Although we’ve always known we were in it for the long haul, between years four and five, we decided we were going to be with each other for a lifetime. While eager to bring life into this world, we both knew that a commitment to each other first would be a great foundation for our future keiki (children). We talked about marriage heavily and our goals as husband and wife and mom and dad. 2015 was a tough year for us after the passing of Derrill’s favorite uncle on Christmas Eve in 2014. He was a father figure in his life. While Derrill was grieving the loss of one of his best friends and role models, I was finishing my master’s degree. There were days where we couldn’t see eye-to-eye and days where I felt helpless in his grievance. We worked through every obstacle because we knew that we were each other’s light at the end of every dark tunnel.
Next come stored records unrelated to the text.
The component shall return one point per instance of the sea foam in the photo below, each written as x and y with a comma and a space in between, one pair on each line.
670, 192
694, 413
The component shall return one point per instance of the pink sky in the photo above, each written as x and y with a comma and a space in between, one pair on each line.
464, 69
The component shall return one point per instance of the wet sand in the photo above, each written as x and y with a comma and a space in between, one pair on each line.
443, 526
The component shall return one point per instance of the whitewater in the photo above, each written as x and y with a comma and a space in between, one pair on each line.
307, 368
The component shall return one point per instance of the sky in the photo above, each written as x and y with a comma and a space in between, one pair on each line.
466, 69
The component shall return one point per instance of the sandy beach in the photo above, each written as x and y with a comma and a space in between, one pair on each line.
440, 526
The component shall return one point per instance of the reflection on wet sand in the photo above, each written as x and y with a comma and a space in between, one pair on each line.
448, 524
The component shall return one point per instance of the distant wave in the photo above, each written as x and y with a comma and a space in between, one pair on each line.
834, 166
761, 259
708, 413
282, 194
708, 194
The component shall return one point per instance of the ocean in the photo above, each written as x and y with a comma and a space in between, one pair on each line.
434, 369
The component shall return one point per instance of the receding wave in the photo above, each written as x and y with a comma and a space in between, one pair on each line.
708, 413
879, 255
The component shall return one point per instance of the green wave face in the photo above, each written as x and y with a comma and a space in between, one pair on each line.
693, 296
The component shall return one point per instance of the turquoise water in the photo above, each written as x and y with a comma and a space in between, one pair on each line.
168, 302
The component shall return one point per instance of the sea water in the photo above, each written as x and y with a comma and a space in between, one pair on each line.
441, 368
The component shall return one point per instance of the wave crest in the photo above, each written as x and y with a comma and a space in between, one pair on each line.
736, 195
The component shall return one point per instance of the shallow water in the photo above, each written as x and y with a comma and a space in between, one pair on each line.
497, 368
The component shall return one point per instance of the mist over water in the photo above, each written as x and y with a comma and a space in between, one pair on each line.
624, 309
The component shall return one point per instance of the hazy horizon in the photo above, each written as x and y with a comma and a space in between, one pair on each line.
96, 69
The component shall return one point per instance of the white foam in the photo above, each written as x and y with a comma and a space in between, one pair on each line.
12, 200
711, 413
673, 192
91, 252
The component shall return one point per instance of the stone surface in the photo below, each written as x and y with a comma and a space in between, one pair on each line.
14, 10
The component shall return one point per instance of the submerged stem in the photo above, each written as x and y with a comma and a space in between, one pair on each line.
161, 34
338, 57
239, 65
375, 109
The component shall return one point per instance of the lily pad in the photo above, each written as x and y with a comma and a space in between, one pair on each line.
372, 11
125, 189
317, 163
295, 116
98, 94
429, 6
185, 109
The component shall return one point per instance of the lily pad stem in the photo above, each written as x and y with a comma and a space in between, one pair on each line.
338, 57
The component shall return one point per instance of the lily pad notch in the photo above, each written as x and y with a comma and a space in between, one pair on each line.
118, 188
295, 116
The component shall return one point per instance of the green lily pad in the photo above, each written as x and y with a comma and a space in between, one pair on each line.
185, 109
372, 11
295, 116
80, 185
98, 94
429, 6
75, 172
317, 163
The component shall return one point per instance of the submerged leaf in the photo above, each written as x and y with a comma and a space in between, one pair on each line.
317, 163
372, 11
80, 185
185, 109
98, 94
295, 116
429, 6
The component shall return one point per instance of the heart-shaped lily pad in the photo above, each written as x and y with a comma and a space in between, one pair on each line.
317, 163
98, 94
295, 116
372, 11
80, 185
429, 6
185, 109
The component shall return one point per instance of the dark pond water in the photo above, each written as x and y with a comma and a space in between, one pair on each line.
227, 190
By the holiday season in 2015, Derrill wanted to remember Christmas with joy rather than sorrow. He decided he would propose to me on Christmas day—my favorite holiday. The day he went to pick up my ring, he was sitting at a stoplight right before the Wedding Ring Shop. His nerves crept up on him and he asked his late uncle to send him a sign that he was doing the right thing. A limousine drove past him and on the back it read, ‘Just Married.’ Needless to say, he bought the ring without hesitation.
Christmas day came and my family members gathered at our house. Dinner was served, Secret Santa gifts were exchanged, and the kids were content with their new toys. Everyone was having a good time. My eldest cousin asked me to grab the ukulele from the house. Excited for the kanikapila session (jam session), I darted in the house to find the ukulele. I came outside, handed her the instrument, and she started singing a song she wrote when I was a little girl called Together Forever. When she strummed the last chord, there was my best friend standing in front of me and my family cheering him on. He read me a love note, got down on one knee, and asked me to marry him. I was the happiest woman, with the love of my family all around me, the blessing of my parents, his parents, and his uncle on my favorite day of the year!
What has been your favorite experience planning the wedding?
Planning a day for our families to be together. Since Derrill’s from Pittsburgh and mine is from Hawaii, our parents and loved ones have yet to meet each other! It’ll be one big meet & greet + family reunion.
How do you stay sane under the pressures of wedding planning?
Knowing that we’re going to marry our best friend. Sounds cliche, but we met each other while we were young cats. We’ve struggled through unpaid electric bills, canned food, the loss of loved ones, and family emergencies together. On the flip side, we’ve celebrated life, compromise, love, new beginnings, graduations, and new careers together. Essentially, we have grown up together and have molded into one being. We’re so stoked to get to make this love friendship official and sealed for eternity.
At Joy we believe that even though a wedding lasts a day, joy should last forever. What does that mean to you?
Joy means feeling whole, even if you two have had a huge disagreement. It means sitting in silence and busting out with laughter at a funny thought of your better half or driving in 2 MPH traffic at 7:30 AM and smiling from ear to ear remembering a certain gesture they made. Joy means compromising the most difficult disagreement and making sure your other half still feels safe. Joy means my mother and father who have been married for 28 years and still hold each others’ hands while walking in the mall. We hope to carry joy in our marriage and will be marrying on my parents’ 29th wedding anniversary. When they celebrate their 30th, we’ll be celebrating our first.